China's growth is slowing. How strategic is it to your growth?
We're growing at 1.4 to 1.5 times the industry growth rate. China is a major reason. Our (compound annual growth rate) in China is 29 percent. It was at $200 million in 2013, and we expect to reach $600 million by the end of next year and reach $1 billion by 2021 or so. North America is now our third-largest market. We're naturally hedged against economic headwinds.
Cooper-Standard makes fluid lines and seals. Those products don't get much play in an age of self-driving and electric cars. Where does Cooper-Standard fit in?
The products we make go on all of the 88 million units (passenger cars) being produced today. While we're not directly part of the megatrends, all those cars require our products. While we may not make the front pages in the news, our technology is in serious demand.
Is R&D as critical for Cooper-Standard as other suppliers?
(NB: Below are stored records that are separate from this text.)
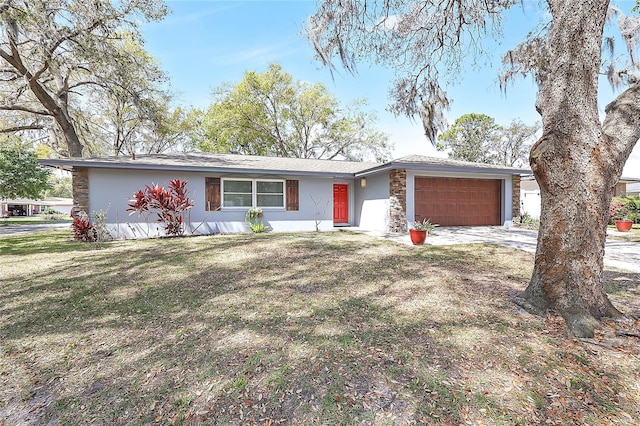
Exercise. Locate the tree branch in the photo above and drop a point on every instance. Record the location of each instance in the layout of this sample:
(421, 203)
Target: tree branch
(24, 109)
(21, 128)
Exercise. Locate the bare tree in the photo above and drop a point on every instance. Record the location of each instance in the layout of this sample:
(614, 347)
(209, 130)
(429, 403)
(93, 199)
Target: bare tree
(577, 161)
(51, 50)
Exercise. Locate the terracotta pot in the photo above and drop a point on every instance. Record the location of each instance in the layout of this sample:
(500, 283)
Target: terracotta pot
(418, 236)
(623, 225)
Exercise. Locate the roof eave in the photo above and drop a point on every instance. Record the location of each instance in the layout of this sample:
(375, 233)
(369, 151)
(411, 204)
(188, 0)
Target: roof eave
(442, 168)
(70, 164)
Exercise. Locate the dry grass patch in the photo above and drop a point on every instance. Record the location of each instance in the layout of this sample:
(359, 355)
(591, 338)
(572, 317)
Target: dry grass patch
(329, 328)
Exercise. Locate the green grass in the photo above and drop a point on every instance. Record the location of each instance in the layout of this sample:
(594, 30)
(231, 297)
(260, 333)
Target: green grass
(318, 328)
(633, 235)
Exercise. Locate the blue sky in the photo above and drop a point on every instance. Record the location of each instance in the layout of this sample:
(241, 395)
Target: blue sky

Depending on where you are in the industry, risk and requirement to invest go up. I think our risk is less. We're the material science experts. We control the labs. We never saw ourselves being eliminated from the food chain, but someone can come by and innovate you out quickly. That risk is real. When I came here, we were at 5 percent ROIC (return on invested capital). We're now at 10.4 percent ROIC and will far exceed 14 percent by 2018. We reinvest strategically.
What's the result?
We've set out to transform the automotive sealing space. We think we've done that with Fortrex. It's still an oil-based sealing system, but it's 30 percent to 40 percent lighter. It won't fade and crack with the conditions (and) will maintain showroom quality regardless of the environment. Everyone is asking for technology to take out weight. We think we can save 12 pounds to 15 pounds per vehicle in large SUVs.
How do you think that product will perform for the company?
We've now entered into 10 development agreements and four pre-production orders. We believe we'll quote $250 million with this technology for the 2018-19 model years. We're targeting global platforms with 1 million to 3 million units per order.
You sit on the executive committee for the National Association of Manufacturers. What's the greatest threat to manufacturing right now?
We want a competitive playing field. Tax reform needs to be addressed. We have a tremendous opportunity if we can get a competitive (corporate) tax rate, leverage our country's energy advantage and get STEM education to be on par with other countries. It's naive to think these areas aren't causing headwinds for all businesses.